The 369th Infantry began as the 15th Infantry Regiment, National Guard New York in 1913, an all-black unit in what was otherwise an all-white state militia. When the United States went to war in 1917, so did the black New Yorkers of the 15th Regiment. They were mustered into federal service in August of 1917, but the prejudice of the time meant that most white Americans didn’t see them as an equal part of the Army.
When the 42nd Division, dubbed the Rainbow Division, was formed and ready to parade in a New York City farewell before heading for France, the 15th Regiment was denied permission to march with them.
“Black is not a color of the Rainbow,” Col. Hayward was told.
The United States Army, despite a long tradition of all-black regiments in the Civil War and in the Indian wars--the Buffalo Soldiers of the 9th and 10th Cavalry and the 24th and 25th Infantry Regiments-- didn’t want these men or any of the other 380,000 African-Americans who served in World War I, in battle. White senior officers didn’t think black soldiers could, or would, fight. When they arrived in France in December 1917 the men of the 15th Infantry were put to work as stevedores, unloading ships.
The French Army, filled with troops from Morocco, Algeria and other African colonies, had no qualms about black soldiers fighting ability. The 15th Infantry was renumbered the 369th, making it a unit of the Army of the United States, and sent to fight with the French 16th Division and then the French 161st Division. They kept their American uniforms, but were armed with French Lebel rifles and wore French leather gear and the French “Adrian” helmet, and not the American tin hat.
Fighting with the French the 369th Infantry earned the name Hellfighters from the Germans, because of their ferocity in battle. They added the name Harlem to the German title and adopted the coiled rattlesnake emblem that the 369th Sustainment Brigade wears today.
They fought at Chateau-Thierry and Belleau Wood-names that are famous in American military history-as part of the French Army.
In May of 1918 Corporal Henry Johnson, a railroad porter from Albany, New York, became the first American to win the French Croix de Guerre, when he fought off a German attack on his listening post. During this hand-to-hand combat Johnson saved another soldier from capture. Later his son, Herman Johnson, was one of the Tuskegee Airmen, the first black pilots to fight in World War II.
369th Parade on 5th Avenue, New York, NY, after their return from France in 1919.
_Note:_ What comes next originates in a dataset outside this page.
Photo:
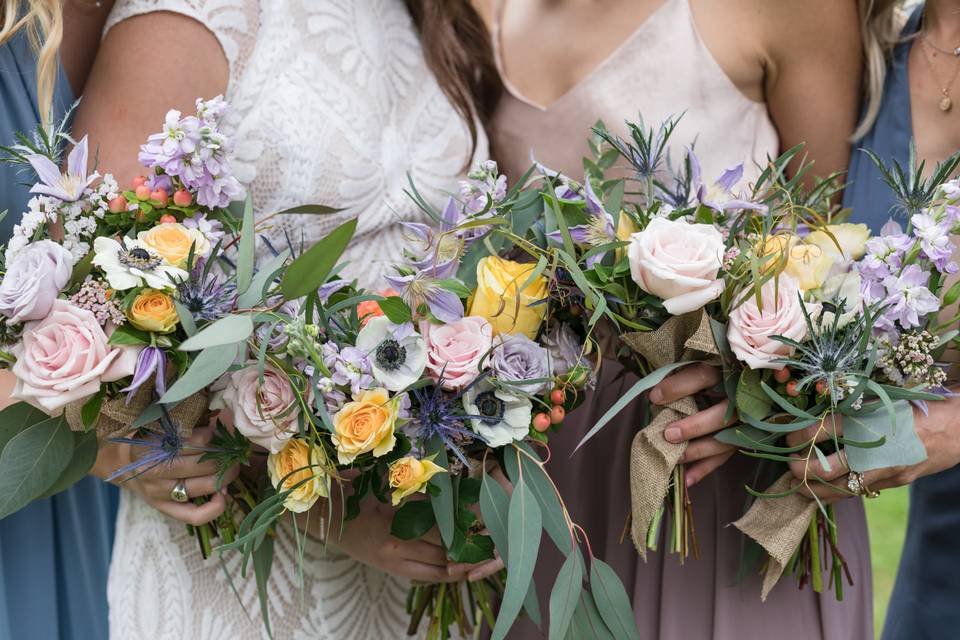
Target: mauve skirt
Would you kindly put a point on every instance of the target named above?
(702, 599)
Near the end of the war the 369th fought in the Meuse-Argonne, advancing so fast at one point that they were 14 kilometers ahead of the French units on their right and left, leaving themselves in danger of being cut off.
When the 369th returned from France to New York City in 1919, the unit that had been forbidden to march was allowed to parade up Fifth Avenue to the music of 1st Lt. Europe’s band.
Today the exploits of the Harlem Hellfighters of World War I are kept alive by the 369th Veterans Association, the 369th Historical Association, and mostly by the Soldiers of the 369th Sustainment Brigade, still headquartered in Harlem.